Even the Ministry of Magic bends beneath Dumbledore’s subtle sway. It hardly seems accidental that the professor’s call for restraint sends the Ministry in precisely the opposite direction, haring off to Paris where they are perfectly placed to add the final touch to the confrontation of Grindelwald.
It is also critical to understand how close a resemblance Dumbledore’s careful manipulation and planning bears to the activities of his dark counterpart. Throughout The Crimes of Grindelwald, both men are engaged in, let’s call it a strong degree of encouragement toward the vulnerable, nudging them down a path that already tempts them.
Newt wants to go to Paris; Dumbledore just… helps him see the way there, as it were, but for his own reasons. Credence wants to learn who he is, so Grindelwald lays a breadcrumb trail of clues (and murder) that, conveniently, leads to his side — also for Grindelwald’s purposes. Even Queenie is seduced to follow the dark wizard out of grief for her seemingly fruitless love for Jacob. She chooses to hope for a different world, while Grindelwald is now possessed of a singularly powerful Occlumens — not accidentally, a great help toward further purposes of manipulation.

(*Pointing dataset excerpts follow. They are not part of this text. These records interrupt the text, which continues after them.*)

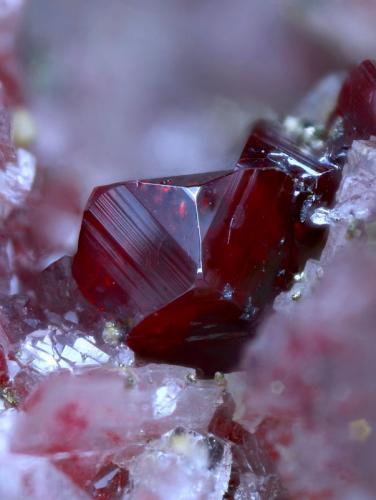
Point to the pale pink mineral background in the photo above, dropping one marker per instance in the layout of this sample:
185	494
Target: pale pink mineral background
132	88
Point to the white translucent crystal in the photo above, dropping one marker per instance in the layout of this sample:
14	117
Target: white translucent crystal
105	409
181	465
35	478
16	181
355	204
50	349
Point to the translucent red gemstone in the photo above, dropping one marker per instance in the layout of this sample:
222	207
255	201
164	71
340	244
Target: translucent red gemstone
356	103
191	261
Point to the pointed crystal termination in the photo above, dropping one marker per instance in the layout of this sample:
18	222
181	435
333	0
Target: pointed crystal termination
190	262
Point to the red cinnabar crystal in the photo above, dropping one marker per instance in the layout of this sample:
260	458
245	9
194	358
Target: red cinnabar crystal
356	103
191	261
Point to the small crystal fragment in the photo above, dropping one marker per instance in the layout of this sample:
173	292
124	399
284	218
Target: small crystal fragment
201	468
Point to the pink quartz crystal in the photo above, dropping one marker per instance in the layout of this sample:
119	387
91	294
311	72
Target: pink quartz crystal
311	373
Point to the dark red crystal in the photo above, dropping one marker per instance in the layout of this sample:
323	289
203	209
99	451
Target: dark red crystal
356	103
190	262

On opposite sides, in different countries, Dumbledore and Grindelwald play the same game. They speak in half-truths, concealing inconvenient details that would expose the true nature of their work and their aims. They provide guidance for those who are lost or wanting, and both men keep their silence about the secrets (and clearly, the love) that still binds them.
But Dumbledore holds back from Grindelwald’s complete methodology in one very crucial way. Grindelwald promises his followers everything they desire; love, power, safety, identity… peace. These promises are lies, false lures to entrap his own budding army. Dumbledore may manipulate and elide and speak in half truths, but he makes no promises and tells no lies. Grindelwald spins his falsehoods from a well of ambition and disregard. Dumbledore, at least, bends the world to his wishes out of need.
And to be clear, while Dumbledore’s dark side is indeed mercilessly manipulative and even ruthless, he is not subsumed by his own darkness. The Dumbledore who coerces his students into confrontation with his own terrible enemy is the same man who coaxes them calmly through their greatest fears. The Dumbledore who refuses to define the terms of this fight, blinkering those who battle in his place, also aches with regret over his lost sister and old love.
He is, to be blunt, deliciously complicated.
Still, it is a gutsy move on JK Rowling’s part to display this side of Dumbledore’s character in so unvarnished a fashion. The gambit is successful, and for precisely the reasons why other elements of The Crimes of Grindelwald have proven controversial. This is Dumbledore as he always was, just with a little less narrative influence over his own story.
We have long known the ultimate effects of Dumbledore’s particular alchemy of cunning and care, power and pacifism. Reconciling these elements of his ultimate protector is a defining struggle for Harry as he grows through his years at Hogwarts.
Now in Fantastic Beasts, that work is our own; to contrast the crimes of Dumbledore with his goodness, and ultimate, to choose a side.